S’il veut vraiment faire des enfants à l’histoire, Martelly devrait apprendre du passé, comprendre les ratages successifs des uns et des autres pour ne pas tomber dans les mêmes travers et savoir que les rustines ne règlent pas les problèmes de fond. Prendre les mêmes et recommencer ou retaper le dépanneur pour vendre les mêmes produits, cette logique a longtemps prouvé ses limites et son échec. Il faut de préférence un système qui offre au pays, à ceux encore sous les tentes, 16 mois après le séisme du 12 janvier et aux pauvres hères dont la vie est réduite à rien, autre chose que cette angoisse permanente de l’instant et du lendemain. C’est un devoir moral et éthique que d’en finir avec ce mépris des gens de peu et de faire triompher la vie sur la mort. Martelly avait l’occasion de présenter les lignes d’action de son mandat en rapport avec ses objectifs, lors de son adresse à l’occasion de son installation, il n’en a dit mot ; peut-être laisse-t-il les contours. Mais la certitude, et le président le reconnait lui-même, c’est qu’il ne pourra rien tout seul. Dans ce cas-là,  il devrait déverrouiller l’espace politique, inviter les Haïtiens à la même table pour discuter, en convoquant enfin la tenue d’un vrai débat citoyen.

 

Mettre le pays en atelier

M. Supplice, conseiller politique de Michel Martelly, disait vouloir  confier justement le dossier de la conférence nationale à l’ex-Sénateur Turneb Delpé. C’est peut-être le moment de passer de la parole aux actes, en espérant que ce ne sera point une manière d’enterrer le sujet, mais au contraire la traduction de la volonté affirmée du Président Martelly d’en faire une priorité. Ce serait l’occasion où tout le monde, sans exclusive – élus, notables, partis politiques, société civile et diaspora – viendrait échanger, confronter, débattre de ses idées sur les fondamentaux de la nation afin de trouver ensemble, loin du bavardage inutile, les sorties de secours à notre blocage et à notre pesanteur de peuple. De ces assisses nationales devraient sortir une vision d’où découlerait un projet mis en programme pour au moins les 25 prochaines années et dont les premières mesures réalistes et hiérarchisées auraient un début de mise en œuvre sous le gouvernement à  venir.

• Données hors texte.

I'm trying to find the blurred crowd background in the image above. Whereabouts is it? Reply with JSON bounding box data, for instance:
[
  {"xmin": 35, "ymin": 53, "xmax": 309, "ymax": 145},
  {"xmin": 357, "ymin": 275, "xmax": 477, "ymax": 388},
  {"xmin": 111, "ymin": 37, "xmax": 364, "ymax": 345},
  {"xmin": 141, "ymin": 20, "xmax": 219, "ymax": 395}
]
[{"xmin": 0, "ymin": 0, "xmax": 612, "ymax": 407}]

Ces derniers temps, il y a eu un gros effort théorique consenti  tant par les Haïtiens du dedans que ceux du dehors pour (re)penser,(re)fonder ou(re)construire le pays, ce sera le moment de verser au débat tous ces documents, (cahiers, livres, rapports, études) qui prennent de la poussière sur les rayons et toutes ces propositions dont on ne se souvient plus, pourtant rédigées il ya peu dans la douleur, l’insomnie et la migraine. La tenue d’une conférence nationale permettrait également de faire parler, d’intégrer et d’embarquer les 70% d’abstentionnistes des dernières élections et d’asseoir une légitimité encore plus grande pour des négociations avec plus d’assurance et moins de complexes avec l’international, une manière de réintroduire un peu de dignité dans les relations entre l’État haïtien avec ses partenaires, comme un premier acte dans la bataille de recouvrement de notre  souveraineté  perdue.

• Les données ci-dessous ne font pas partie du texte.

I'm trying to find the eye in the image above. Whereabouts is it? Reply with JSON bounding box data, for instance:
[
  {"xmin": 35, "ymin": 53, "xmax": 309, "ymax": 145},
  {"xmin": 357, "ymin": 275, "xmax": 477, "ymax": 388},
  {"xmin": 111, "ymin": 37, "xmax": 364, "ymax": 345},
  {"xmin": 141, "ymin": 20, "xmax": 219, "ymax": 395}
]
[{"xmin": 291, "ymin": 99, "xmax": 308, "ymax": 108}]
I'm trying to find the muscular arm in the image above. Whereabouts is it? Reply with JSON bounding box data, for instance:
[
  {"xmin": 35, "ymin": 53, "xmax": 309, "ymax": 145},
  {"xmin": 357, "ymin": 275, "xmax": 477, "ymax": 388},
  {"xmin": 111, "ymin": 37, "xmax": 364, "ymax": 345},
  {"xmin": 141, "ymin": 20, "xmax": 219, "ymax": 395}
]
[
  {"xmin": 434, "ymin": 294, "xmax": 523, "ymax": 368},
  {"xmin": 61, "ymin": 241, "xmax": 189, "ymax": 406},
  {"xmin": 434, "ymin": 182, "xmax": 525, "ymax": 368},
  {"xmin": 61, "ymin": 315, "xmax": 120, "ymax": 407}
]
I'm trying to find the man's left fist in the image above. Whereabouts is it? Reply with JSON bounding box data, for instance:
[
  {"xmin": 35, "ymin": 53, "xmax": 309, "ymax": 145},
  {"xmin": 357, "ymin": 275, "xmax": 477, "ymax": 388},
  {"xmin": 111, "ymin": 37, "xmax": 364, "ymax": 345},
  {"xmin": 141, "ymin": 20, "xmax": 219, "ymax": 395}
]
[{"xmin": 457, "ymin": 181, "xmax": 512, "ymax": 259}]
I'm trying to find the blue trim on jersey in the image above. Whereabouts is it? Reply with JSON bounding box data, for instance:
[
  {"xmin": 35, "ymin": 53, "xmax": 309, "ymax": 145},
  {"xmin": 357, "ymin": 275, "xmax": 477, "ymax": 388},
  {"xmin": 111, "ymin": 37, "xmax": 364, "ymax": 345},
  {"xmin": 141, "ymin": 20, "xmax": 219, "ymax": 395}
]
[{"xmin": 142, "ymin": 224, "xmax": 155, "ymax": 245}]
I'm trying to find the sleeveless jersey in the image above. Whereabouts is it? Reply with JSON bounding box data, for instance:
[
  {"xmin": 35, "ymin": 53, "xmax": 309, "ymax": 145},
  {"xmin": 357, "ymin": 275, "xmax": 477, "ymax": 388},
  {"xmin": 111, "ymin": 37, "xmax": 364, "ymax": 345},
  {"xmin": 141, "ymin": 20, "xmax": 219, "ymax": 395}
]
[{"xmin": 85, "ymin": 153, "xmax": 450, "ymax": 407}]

Évidemment ceux qui ont commis des crimes de sang et des crimes économiques, comprendront que la République ne puisse être clémente envers les assassins et les prévaricateurs. Autrement, ce serait la porte ouverte à toutes les dérives ; les fossoyeurs et les agenouilleurs de ce pays pourraient faire à leur guise et tout en étant sûr d’être demain amnistiés. On ne peut plus être dans la ritournelle du « peyi-a se pou ou, kalé b… jan ou vlé (les choses et gens du pays sont à vous, faites à votre guise (Ndlr)!». Chacun doit porter le fardeau de ses fautes et de ses forfaits. Quand l’ex-président Aristide dit qu’il faut en finir avec l’exil  et les coups d’État, on trouve dommage qu’il oublie d’ajouter l’impunité. Or, s’il faut bien regarder vers le futur, ce n’est  certainement pas en trainant  les mêmes vieilles  casseroles.

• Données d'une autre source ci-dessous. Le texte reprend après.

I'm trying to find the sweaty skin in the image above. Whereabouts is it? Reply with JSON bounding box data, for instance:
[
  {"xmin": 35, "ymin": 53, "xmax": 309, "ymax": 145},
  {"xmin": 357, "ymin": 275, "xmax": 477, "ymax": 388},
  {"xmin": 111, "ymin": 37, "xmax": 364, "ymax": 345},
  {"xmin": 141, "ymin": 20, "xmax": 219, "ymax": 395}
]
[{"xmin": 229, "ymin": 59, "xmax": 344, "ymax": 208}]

Arrêter de creuser pour sortir du trou

Dans ce pays en urgence humanitaire, la Présidence doit, avec son gouvernement, se mettre très vite au travail et montrer, dans un style de gestion autre, que l’on n’est plus dans le logiciel à la petite semaine et de la conduite des affaires publiques au profit de quelques particuliers. Car, il est  scandaleux que ce soit  toujours ceux d’en bas qui se serrent la ceinture quand il y a des sacrifices à consentir, tandis que les dirigeants s’en mettent plein les poches. Aussi, il serait contre-productif, sous prétexte d’idéologie et de dogmatisme, de rester peinard dans sa petite niche d’ONG à jouer les Cassandre et se tenir en réserve de la République. Martelly l’a dit, son échec sera celui du pays et là-dessus, il n’a pas tort. Si nous ne faisons rien maintenant, peut-être dans cinq (5) ans, il sera trop tard. Le patriotisme, pour le moins chaleureux, dont il fait montre doit se traduire en actes durant son mandat. L’on devrait s’assurer qu’il ne se coupe pas du peuple, qu’il réponde effectivement à ses revendications et qu’il crée des espaces d’ouverture, de discussion et de défense des idées de progrès. La prochaine rentrée scolaire constitue la première échéance importante de sa présidence, puisque l’on pourra juger les premières mesures de son engagement en ce qui concerne la scolarisation des 500 000 enfants, il faudrait sans cesse le lui rappeler.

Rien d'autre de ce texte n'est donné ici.